2020 – Wood, steel, paint

One of the big challenges technology presents to intimacy and love is the question of paying attention. With the endless flow of information, constant communication and updates, we often fail to be present in the here and now. A short attention span and attention deficit are both afflictions of the digital age. But being present is a precondition for love. Accepting limitations is another. Both are under pressure from modern technology. Hannah Toticki Anbert’s work focuses on the relationship between social relations, political economy and technological developments. The works presented in the exhibition, some newly commissioned, are shaped as garments, accessories and furniture which all point to the relationship between technology and body. Their use is ambiguous – designed to help us focus but at the same time being restraining, maybe even slightly claustrophobic. This ambiguity is a metaphor for the double nature of the endless possibilities of modern digital technology: on the one hand being useful and facilitating communication, while on the other binding and alienating. It is a technology that sets us free but at the same time challenges genuine and intimate human contact. 

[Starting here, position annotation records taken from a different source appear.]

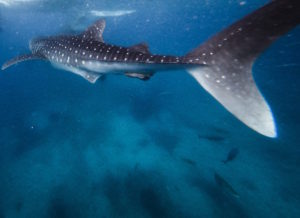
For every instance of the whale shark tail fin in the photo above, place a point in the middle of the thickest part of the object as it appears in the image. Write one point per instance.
(21, 58)
(229, 56)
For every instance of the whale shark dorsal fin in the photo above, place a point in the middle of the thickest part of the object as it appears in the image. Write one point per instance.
(141, 47)
(95, 31)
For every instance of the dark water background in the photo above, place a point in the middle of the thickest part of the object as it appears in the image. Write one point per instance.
(128, 148)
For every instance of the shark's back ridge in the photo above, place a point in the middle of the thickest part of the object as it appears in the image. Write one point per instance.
(222, 65)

Framing Presence is a sculptural piece of furniture designed for two bodies sitting facing each other. The work is a response to a time where “things” do not necessarily happen in front of us, but elsewhere in time and space. In Framing Presence the sitting bodies are divided by the furniture, but a square frame is left open. The personal and bodily meeting becomes limited by the furniture, but at the same time the framing – by mimicking the framing of head and shoulders we are so used to from online meetings – helps our focus and guides our attention, underlining the here and now of the meeting.

Work on display at the Centraal Museum.